As I have documente before - with more candour than sense maybe - I am occasionally afflicted with 'chub rub'.  Oh yes, I have all the glamour.

So I bought a pair of anti-chub rub things - a little like cycling shorts (and yes, I'm aware of the irony) crossed with some sort of surgical bandaging -  that you wear under skirts.  They are grim things indeed; souless, joyless and aggressively ugly.  Now, I don't need to be told of my singular lack of physical charms.  Indeed, I would rather not be reminded on a daily basis (other than in reflective surfaces which I shun like a vampire afraid of betrayal).  So I decided to try something called bandelettes.  They look a bit like the top of hold ups, without actually holding anything up - lacy bands.  They're reasonably attractive - possibly not so much that I'd wear them sticking out of a pair of short shorts, like in their advertising.  But then, if I could wear short shorts, we wouldn't be here in the first place.  You measure your thigh and order from a company called Mish - who, I must say were super-quick with delivery.  They come in black, white and nude and I ordered nude - although anyone who has met me will know that nude on me is almost certainly white.
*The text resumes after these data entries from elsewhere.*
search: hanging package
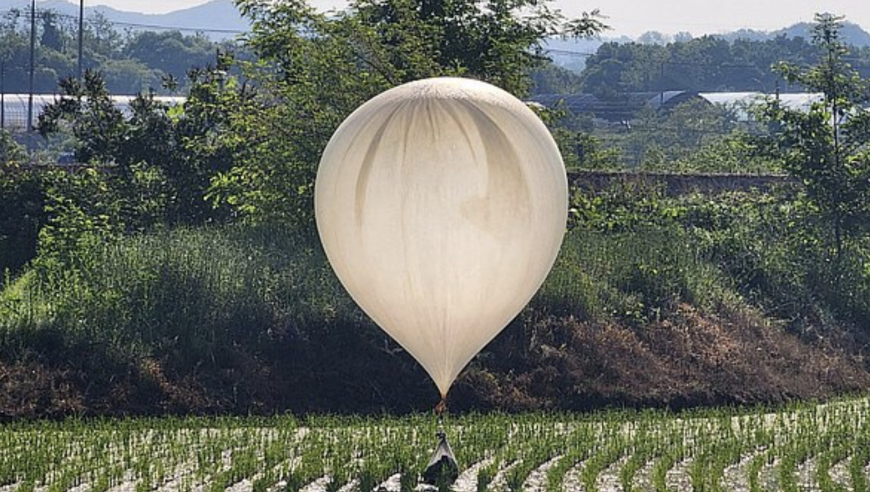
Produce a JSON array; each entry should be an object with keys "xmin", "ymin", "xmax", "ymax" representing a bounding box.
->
[{"xmin": 422, "ymin": 431, "xmax": 459, "ymax": 485}]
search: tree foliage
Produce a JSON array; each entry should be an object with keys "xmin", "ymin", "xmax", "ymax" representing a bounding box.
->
[
  {"xmin": 579, "ymin": 33, "xmax": 870, "ymax": 95},
  {"xmin": 8, "ymin": 0, "xmax": 608, "ymax": 272},
  {"xmin": 209, "ymin": 0, "xmax": 606, "ymax": 227},
  {"xmin": 758, "ymin": 13, "xmax": 870, "ymax": 262},
  {"xmin": 124, "ymin": 31, "xmax": 218, "ymax": 84},
  {"xmin": 1, "ymin": 131, "xmax": 44, "ymax": 275},
  {"xmin": 35, "ymin": 59, "xmax": 248, "ymax": 239},
  {"xmin": 0, "ymin": 8, "xmax": 229, "ymax": 95}
]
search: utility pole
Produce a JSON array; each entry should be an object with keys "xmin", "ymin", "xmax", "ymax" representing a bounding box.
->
[
  {"xmin": 1, "ymin": 61, "xmax": 5, "ymax": 131},
  {"xmin": 27, "ymin": 0, "xmax": 36, "ymax": 132},
  {"xmin": 659, "ymin": 61, "xmax": 665, "ymax": 106},
  {"xmin": 78, "ymin": 0, "xmax": 84, "ymax": 78}
]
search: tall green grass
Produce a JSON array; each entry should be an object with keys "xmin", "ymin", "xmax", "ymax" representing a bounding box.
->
[
  {"xmin": 3, "ymin": 190, "xmax": 868, "ymax": 364},
  {"xmin": 0, "ymin": 224, "xmax": 353, "ymax": 367},
  {"xmin": 0, "ymin": 195, "xmax": 749, "ymax": 368},
  {"xmin": 554, "ymin": 185, "xmax": 870, "ymax": 334},
  {"xmin": 3, "ymin": 186, "xmax": 870, "ymax": 416},
  {"xmin": 534, "ymin": 226, "xmax": 736, "ymax": 325}
]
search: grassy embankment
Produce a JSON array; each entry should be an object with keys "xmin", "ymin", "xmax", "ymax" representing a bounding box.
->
[{"xmin": 1, "ymin": 184, "xmax": 870, "ymax": 417}]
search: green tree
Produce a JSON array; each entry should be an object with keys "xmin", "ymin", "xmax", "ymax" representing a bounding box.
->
[
  {"xmin": 99, "ymin": 58, "xmax": 162, "ymax": 93},
  {"xmin": 210, "ymin": 0, "xmax": 606, "ymax": 227},
  {"xmin": 40, "ymin": 10, "xmax": 65, "ymax": 52},
  {"xmin": 38, "ymin": 71, "xmax": 129, "ymax": 164},
  {"xmin": 123, "ymin": 31, "xmax": 218, "ymax": 85},
  {"xmin": 759, "ymin": 13, "xmax": 870, "ymax": 263},
  {"xmin": 578, "ymin": 33, "xmax": 850, "ymax": 94},
  {"xmin": 0, "ymin": 130, "xmax": 26, "ymax": 165},
  {"xmin": 0, "ymin": 9, "xmax": 236, "ymax": 97},
  {"xmin": 37, "ymin": 62, "xmax": 244, "ymax": 230},
  {"xmin": 530, "ymin": 61, "xmax": 584, "ymax": 95},
  {"xmin": 1, "ymin": 131, "xmax": 45, "ymax": 275}
]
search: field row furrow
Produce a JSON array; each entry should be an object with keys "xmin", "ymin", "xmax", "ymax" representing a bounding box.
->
[{"xmin": 1, "ymin": 398, "xmax": 868, "ymax": 492}]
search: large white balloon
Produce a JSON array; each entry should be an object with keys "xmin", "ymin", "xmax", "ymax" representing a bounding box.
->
[{"xmin": 315, "ymin": 77, "xmax": 567, "ymax": 398}]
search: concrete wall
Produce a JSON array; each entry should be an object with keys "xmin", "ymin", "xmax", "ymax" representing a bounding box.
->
[{"xmin": 568, "ymin": 170, "xmax": 799, "ymax": 195}]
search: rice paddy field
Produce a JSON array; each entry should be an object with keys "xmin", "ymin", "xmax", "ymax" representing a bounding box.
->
[{"xmin": 2, "ymin": 397, "xmax": 869, "ymax": 492}]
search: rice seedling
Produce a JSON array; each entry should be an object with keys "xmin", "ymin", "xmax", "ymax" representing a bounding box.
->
[{"xmin": 1, "ymin": 397, "xmax": 870, "ymax": 491}]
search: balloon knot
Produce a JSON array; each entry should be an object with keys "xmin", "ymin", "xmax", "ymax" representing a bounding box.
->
[{"xmin": 435, "ymin": 399, "xmax": 447, "ymax": 416}]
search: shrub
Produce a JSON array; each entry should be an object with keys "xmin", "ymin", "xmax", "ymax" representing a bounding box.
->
[{"xmin": 0, "ymin": 168, "xmax": 46, "ymax": 277}]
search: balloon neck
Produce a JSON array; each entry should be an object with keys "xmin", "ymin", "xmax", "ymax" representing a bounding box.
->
[{"xmin": 435, "ymin": 397, "xmax": 447, "ymax": 416}]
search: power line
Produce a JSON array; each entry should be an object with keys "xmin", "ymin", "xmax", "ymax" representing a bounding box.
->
[
  {"xmin": 27, "ymin": 0, "xmax": 34, "ymax": 131},
  {"xmin": 0, "ymin": 8, "xmax": 247, "ymax": 35},
  {"xmin": 108, "ymin": 20, "xmax": 244, "ymax": 34},
  {"xmin": 543, "ymin": 49, "xmax": 597, "ymax": 57},
  {"xmin": 77, "ymin": 0, "xmax": 83, "ymax": 78}
]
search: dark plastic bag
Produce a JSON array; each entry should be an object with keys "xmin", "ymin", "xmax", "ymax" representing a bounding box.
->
[{"xmin": 422, "ymin": 431, "xmax": 459, "ymax": 485}]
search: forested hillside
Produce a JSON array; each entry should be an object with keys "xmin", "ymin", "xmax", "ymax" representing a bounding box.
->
[
  {"xmin": 4, "ymin": 0, "xmax": 250, "ymax": 39},
  {"xmin": 576, "ymin": 34, "xmax": 870, "ymax": 95},
  {"xmin": 0, "ymin": 5, "xmax": 238, "ymax": 95}
]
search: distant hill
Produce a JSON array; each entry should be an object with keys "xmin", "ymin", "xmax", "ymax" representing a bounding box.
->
[
  {"xmin": 777, "ymin": 21, "xmax": 870, "ymax": 46},
  {"xmin": 8, "ymin": 0, "xmax": 251, "ymax": 40},
  {"xmin": 542, "ymin": 35, "xmax": 635, "ymax": 72},
  {"xmin": 716, "ymin": 20, "xmax": 870, "ymax": 47},
  {"xmin": 542, "ymin": 38, "xmax": 603, "ymax": 72},
  {"xmin": 545, "ymin": 19, "xmax": 870, "ymax": 73},
  {"xmin": 11, "ymin": 2, "xmax": 870, "ymax": 57}
]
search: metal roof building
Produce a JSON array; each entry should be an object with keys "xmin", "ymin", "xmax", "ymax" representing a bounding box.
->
[
  {"xmin": 529, "ymin": 90, "xmax": 830, "ymax": 123},
  {"xmin": 697, "ymin": 92, "xmax": 824, "ymax": 120},
  {"xmin": 529, "ymin": 91, "xmax": 704, "ymax": 121}
]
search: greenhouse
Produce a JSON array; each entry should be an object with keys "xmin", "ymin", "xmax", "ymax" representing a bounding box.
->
[
  {"xmin": 0, "ymin": 93, "xmax": 185, "ymax": 132},
  {"xmin": 528, "ymin": 90, "xmax": 829, "ymax": 123},
  {"xmin": 529, "ymin": 90, "xmax": 701, "ymax": 122},
  {"xmin": 698, "ymin": 91, "xmax": 824, "ymax": 119}
]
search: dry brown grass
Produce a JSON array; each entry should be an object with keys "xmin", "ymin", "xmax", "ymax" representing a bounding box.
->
[
  {"xmin": 2, "ymin": 304, "xmax": 869, "ymax": 419},
  {"xmin": 454, "ymin": 304, "xmax": 870, "ymax": 411}
]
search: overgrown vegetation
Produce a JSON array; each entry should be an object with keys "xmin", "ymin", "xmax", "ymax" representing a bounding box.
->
[
  {"xmin": 2, "ymin": 185, "xmax": 869, "ymax": 416},
  {"xmin": 757, "ymin": 13, "xmax": 870, "ymax": 265},
  {"xmin": 1, "ymin": 5, "xmax": 870, "ymax": 417}
]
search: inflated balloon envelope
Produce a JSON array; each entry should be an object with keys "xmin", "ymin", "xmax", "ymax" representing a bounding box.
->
[{"xmin": 315, "ymin": 76, "xmax": 568, "ymax": 404}]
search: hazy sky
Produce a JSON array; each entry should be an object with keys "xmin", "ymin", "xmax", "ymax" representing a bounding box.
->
[{"xmin": 86, "ymin": 0, "xmax": 870, "ymax": 37}]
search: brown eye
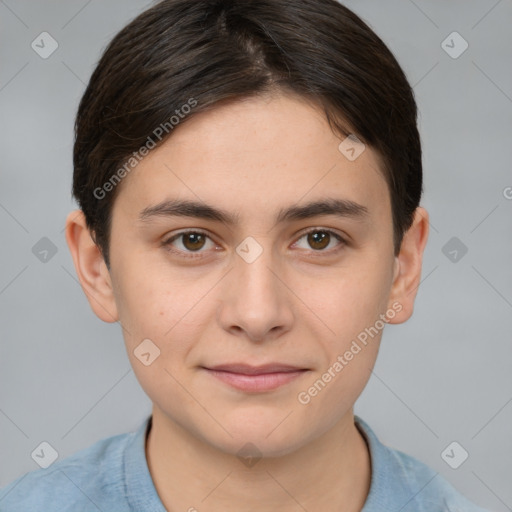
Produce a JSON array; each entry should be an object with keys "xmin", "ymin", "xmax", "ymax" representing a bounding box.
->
[
  {"xmin": 163, "ymin": 230, "xmax": 216, "ymax": 258},
  {"xmin": 294, "ymin": 228, "xmax": 346, "ymax": 253},
  {"xmin": 307, "ymin": 231, "xmax": 330, "ymax": 250},
  {"xmin": 181, "ymin": 232, "xmax": 206, "ymax": 251}
]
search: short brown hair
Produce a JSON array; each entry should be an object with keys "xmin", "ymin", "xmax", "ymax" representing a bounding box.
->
[{"xmin": 72, "ymin": 0, "xmax": 422, "ymax": 268}]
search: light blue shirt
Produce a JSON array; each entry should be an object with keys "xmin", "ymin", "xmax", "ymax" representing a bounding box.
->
[{"xmin": 0, "ymin": 415, "xmax": 489, "ymax": 511}]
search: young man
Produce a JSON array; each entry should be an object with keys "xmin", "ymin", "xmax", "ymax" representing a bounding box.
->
[{"xmin": 0, "ymin": 0, "xmax": 490, "ymax": 510}]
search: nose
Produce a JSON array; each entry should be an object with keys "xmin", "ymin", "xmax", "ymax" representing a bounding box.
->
[{"xmin": 216, "ymin": 240, "xmax": 295, "ymax": 342}]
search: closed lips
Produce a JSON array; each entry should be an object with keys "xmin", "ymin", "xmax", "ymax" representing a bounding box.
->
[{"xmin": 202, "ymin": 364, "xmax": 308, "ymax": 375}]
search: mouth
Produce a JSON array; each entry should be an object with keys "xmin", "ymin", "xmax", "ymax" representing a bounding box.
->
[{"xmin": 200, "ymin": 363, "xmax": 310, "ymax": 392}]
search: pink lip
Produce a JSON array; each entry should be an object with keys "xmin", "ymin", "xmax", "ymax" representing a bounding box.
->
[{"xmin": 202, "ymin": 363, "xmax": 309, "ymax": 392}]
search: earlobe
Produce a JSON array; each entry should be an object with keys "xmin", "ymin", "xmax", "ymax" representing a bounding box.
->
[
  {"xmin": 65, "ymin": 210, "xmax": 119, "ymax": 323},
  {"xmin": 386, "ymin": 206, "xmax": 430, "ymax": 324}
]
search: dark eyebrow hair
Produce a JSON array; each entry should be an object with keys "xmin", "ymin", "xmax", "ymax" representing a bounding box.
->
[{"xmin": 138, "ymin": 197, "xmax": 369, "ymax": 227}]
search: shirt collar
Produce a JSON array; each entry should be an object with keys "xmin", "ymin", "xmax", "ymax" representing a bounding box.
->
[
  {"xmin": 356, "ymin": 415, "xmax": 424, "ymax": 510},
  {"xmin": 124, "ymin": 415, "xmax": 167, "ymax": 512}
]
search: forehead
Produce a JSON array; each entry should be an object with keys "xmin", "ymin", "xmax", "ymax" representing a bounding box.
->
[{"xmin": 114, "ymin": 93, "xmax": 390, "ymax": 226}]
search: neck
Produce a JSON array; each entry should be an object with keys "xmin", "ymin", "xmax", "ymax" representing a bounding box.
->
[{"xmin": 145, "ymin": 406, "xmax": 371, "ymax": 512}]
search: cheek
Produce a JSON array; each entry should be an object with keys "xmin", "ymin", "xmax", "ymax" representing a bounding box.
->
[
  {"xmin": 111, "ymin": 257, "xmax": 191, "ymax": 336},
  {"xmin": 297, "ymin": 274, "xmax": 387, "ymax": 420},
  {"xmin": 307, "ymin": 264, "xmax": 392, "ymax": 345},
  {"xmin": 115, "ymin": 278, "xmax": 200, "ymax": 407},
  {"xmin": 111, "ymin": 261, "xmax": 212, "ymax": 374},
  {"xmin": 295, "ymin": 344, "xmax": 378, "ymax": 441},
  {"xmin": 298, "ymin": 258, "xmax": 392, "ymax": 390}
]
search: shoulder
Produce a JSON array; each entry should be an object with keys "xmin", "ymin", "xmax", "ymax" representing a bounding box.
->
[
  {"xmin": 389, "ymin": 447, "xmax": 489, "ymax": 512},
  {"xmin": 355, "ymin": 416, "xmax": 490, "ymax": 512},
  {"xmin": 0, "ymin": 429, "xmax": 135, "ymax": 512}
]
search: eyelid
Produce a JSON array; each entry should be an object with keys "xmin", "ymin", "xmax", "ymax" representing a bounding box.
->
[
  {"xmin": 295, "ymin": 225, "xmax": 347, "ymax": 241},
  {"xmin": 164, "ymin": 228, "xmax": 212, "ymax": 241}
]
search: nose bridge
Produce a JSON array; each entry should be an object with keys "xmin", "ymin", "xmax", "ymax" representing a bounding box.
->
[
  {"xmin": 218, "ymin": 235, "xmax": 293, "ymax": 339},
  {"xmin": 236, "ymin": 235, "xmax": 283, "ymax": 307}
]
Today was the inaugral wearing.  I tried them on yesterday and they felt pretty good - snug without being like a tourniquet or that weird thing the guy wears round his thigh in Angels and Demons.  Airy too - which after surgical bandage/cycle shorts, was rather nice even if I did keep nervously checking my skirt was still in situ.  They do roll down a bit at the back on one side - presumably like everyone has one breast slightly larger than the other, there is also a larger buttock.  Or that may just be me.  I was a bit anxious about walking/walking upstairs but a commute and a short trip out at lunchtime and they were still in place.  All was well until in the middle of Victoria station the left one started to descend.  The more I tried to surreptiously tug at it, the more it tried to roll up.  I shuffled into W H Smiths and hid in a corner, trying adjust them.  At which point, it rolled decisively up into a band, shot down my leg and pinged off across the shop floor.  I fielded it with a speed that any professional baseball player would envy and shot out of the shop.  Now, of course, I had lace on one side and naked, unconfined flesh on the other - a recipe for rubbing if ever I heard one.

I put them back on for a trip to Homebase (on the basis that no-one would turn a hair if they pinged off in synchronicity) and they stayed on so it's possible that I had not adjusted them properly.  Tomorrow I will try again.  It's equally possible that they will choose the most inopportune time to go free-range then.  It's anyone's guess.  But faint heart never won fair, unblemished thigh.